CustomTkinter icon indicating copy to clipboard operation
CustomTkinter copied to clipboard

withdraw() doesn't work on main program at start.

Open MRFEZ1 opened this issue 3 years ago • 5 comments

When being used to hide the main window, the main window doesn't become hidden. Although, later when used through a function on a top level window, it disappears as it should.

MRFEZ1 avatar Jul 18 '22 05:07 MRFEZ1

Which platform are you using and which python version?

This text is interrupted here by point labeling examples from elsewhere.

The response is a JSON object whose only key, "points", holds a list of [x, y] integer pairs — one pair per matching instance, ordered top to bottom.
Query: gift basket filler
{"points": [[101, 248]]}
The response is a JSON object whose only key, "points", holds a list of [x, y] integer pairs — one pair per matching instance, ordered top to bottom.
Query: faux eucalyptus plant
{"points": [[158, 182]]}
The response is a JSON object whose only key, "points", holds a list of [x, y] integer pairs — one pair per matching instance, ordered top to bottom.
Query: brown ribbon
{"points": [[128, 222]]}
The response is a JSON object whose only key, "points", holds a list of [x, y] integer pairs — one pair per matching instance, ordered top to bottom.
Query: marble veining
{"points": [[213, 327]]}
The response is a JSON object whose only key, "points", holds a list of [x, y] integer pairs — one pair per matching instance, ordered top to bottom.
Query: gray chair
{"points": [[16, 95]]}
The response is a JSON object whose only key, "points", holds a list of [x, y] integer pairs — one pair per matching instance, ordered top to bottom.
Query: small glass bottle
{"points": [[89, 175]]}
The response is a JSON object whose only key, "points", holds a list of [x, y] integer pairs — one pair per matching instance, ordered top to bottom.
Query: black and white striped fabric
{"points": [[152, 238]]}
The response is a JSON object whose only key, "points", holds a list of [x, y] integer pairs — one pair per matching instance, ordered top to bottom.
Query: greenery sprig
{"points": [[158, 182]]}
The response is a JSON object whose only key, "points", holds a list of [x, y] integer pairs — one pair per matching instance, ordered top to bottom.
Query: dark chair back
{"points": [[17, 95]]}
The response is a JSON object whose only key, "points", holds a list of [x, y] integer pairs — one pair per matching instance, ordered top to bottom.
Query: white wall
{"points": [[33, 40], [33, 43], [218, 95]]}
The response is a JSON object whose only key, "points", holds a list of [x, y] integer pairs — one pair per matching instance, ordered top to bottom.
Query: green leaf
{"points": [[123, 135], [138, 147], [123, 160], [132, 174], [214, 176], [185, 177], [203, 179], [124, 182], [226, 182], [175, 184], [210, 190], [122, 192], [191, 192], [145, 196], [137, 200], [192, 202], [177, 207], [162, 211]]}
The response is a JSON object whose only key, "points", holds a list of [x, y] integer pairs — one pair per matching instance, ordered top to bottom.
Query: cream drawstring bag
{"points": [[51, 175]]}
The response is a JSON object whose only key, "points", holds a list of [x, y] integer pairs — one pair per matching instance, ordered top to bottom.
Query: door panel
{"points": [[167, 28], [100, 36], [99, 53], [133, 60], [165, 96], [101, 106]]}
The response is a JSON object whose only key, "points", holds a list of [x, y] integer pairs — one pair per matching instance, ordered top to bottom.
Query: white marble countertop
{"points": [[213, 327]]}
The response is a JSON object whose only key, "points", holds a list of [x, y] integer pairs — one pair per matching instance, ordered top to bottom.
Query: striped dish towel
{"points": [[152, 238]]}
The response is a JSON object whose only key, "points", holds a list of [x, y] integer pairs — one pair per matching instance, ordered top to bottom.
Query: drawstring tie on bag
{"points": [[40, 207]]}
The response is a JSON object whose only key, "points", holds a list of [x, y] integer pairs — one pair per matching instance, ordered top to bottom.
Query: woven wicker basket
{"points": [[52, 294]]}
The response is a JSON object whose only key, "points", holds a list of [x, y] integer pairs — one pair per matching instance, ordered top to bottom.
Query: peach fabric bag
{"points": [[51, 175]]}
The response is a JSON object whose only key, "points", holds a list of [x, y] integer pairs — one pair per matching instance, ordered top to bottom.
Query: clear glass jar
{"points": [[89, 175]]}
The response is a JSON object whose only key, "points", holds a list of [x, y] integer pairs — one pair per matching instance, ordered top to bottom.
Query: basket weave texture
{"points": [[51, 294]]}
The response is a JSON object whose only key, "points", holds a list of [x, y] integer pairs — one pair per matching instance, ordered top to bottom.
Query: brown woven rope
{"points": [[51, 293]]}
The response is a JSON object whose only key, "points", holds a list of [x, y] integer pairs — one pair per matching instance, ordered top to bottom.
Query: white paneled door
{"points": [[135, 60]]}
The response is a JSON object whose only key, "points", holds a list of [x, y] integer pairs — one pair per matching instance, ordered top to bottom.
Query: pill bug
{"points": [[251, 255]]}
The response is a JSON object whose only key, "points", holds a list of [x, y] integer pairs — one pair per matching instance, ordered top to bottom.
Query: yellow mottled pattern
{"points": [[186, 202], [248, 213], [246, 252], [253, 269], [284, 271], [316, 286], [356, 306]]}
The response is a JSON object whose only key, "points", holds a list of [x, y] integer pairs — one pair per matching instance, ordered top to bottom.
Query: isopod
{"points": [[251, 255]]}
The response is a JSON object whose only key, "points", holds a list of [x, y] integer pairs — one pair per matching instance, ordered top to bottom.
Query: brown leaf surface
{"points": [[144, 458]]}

TomSchimansky avatar Jul 18 '22 10:07 TomSchimansky

Using windows, python 3.7.9 and running it in Thonny

MRFEZ1 avatar Jul 19 '22 03:07 MRFEZ1

I just came here to start this same issue. I'm using Python 3.10 on Windows 11, customtkinter v4.5.9.

If you run this, with tkinter, the window never pops up (as it should):

import tkinter as tk

root = tk.Tk()
root.withdraw()
root.mainloop()

If you run this, with customtkinter, the window always pops up (it shouldn't):

import customtkinter

root = customtkinter.CTk()
root.withdraw()
root.mainloop()

Using root.after(0,root.withdraw) (instead of root.withdraw()) with tkinter also works pretty normally (the window doesn't even flash). With customtkinter it does hide the window but it flashes rapidly.

This customtkinter behavior leads to another problem that wouldn't happen if it did hide:

import customtkinter

root = customtkinter.CTk()
root.withdraw()
root.set_scaling(1, 1, 1)
root.geometry("800x600")
root.deiconify()
root.mainloop()

When resizing the window after calling set_scaling the user sees the window changing size (it should pop up already in the correct size, as tkinter normally does). I realized that calling set_scaling after geometry makes the window pop up in the correct size, but that seems to create other problems:

def _place_window_on_screen(self):
    self.update()
    # self.withdraw()
    width = self.winfo_reqwidth()
    height = self.winfo_reqheight()
    offset = {
        "x": int(0.5 * self.winfo_screenwidth() - width // 2),
        "y": int(0.5 * self.winfo_screenheight() - height // 2 - 20),
    }
    print(width, height, offset)

    self.geometry(f"{width}x{height}+{offset['x']}+{offset['y']}")
    # self.geometry("698x434+611+303")

If set_scaling is called just before this function, the user will see the window resizing but it will be in the middle of the screen. If set_scaling is called right after this function, the window will pop up already in the correct size but not in the middle of the screen. The same goes if I print the calculated geometry input, hardcode it and run those two situations again.

I tried to look a bit into your implementation, but most of it is beyond the scope of my abilities and I can't really contribute much.

ArielMAJ avatar Jul 19 '22 14:07 ArielMAJ

Doing some tests, I realized root.geometry("+400+300") works in tkinter but raises a ValueError in customtkinter.

…\customtkinter\windows\ctk_tk.py", line 137, in geometry
    numbers = list(map(int, re.split(r"[x+-]", geometry_string)))  # split geometry string into list of numbers
ValueError: invalid literal for int() with base 10: ''

ArielMAJ avatar Jul 19 '22 14:07 ArielMAJ

Python 3.8 https://github.com/TomSchimansky/CustomTkinter/issues/101#issuecomment-1134194964

https://github.com/TomSchimansky/CustomTkinter/issues/206#issuecomment-1165882822

felipetesc avatar Jul 21 '22 23:07 felipetesc

Should work now with version 4.5.11.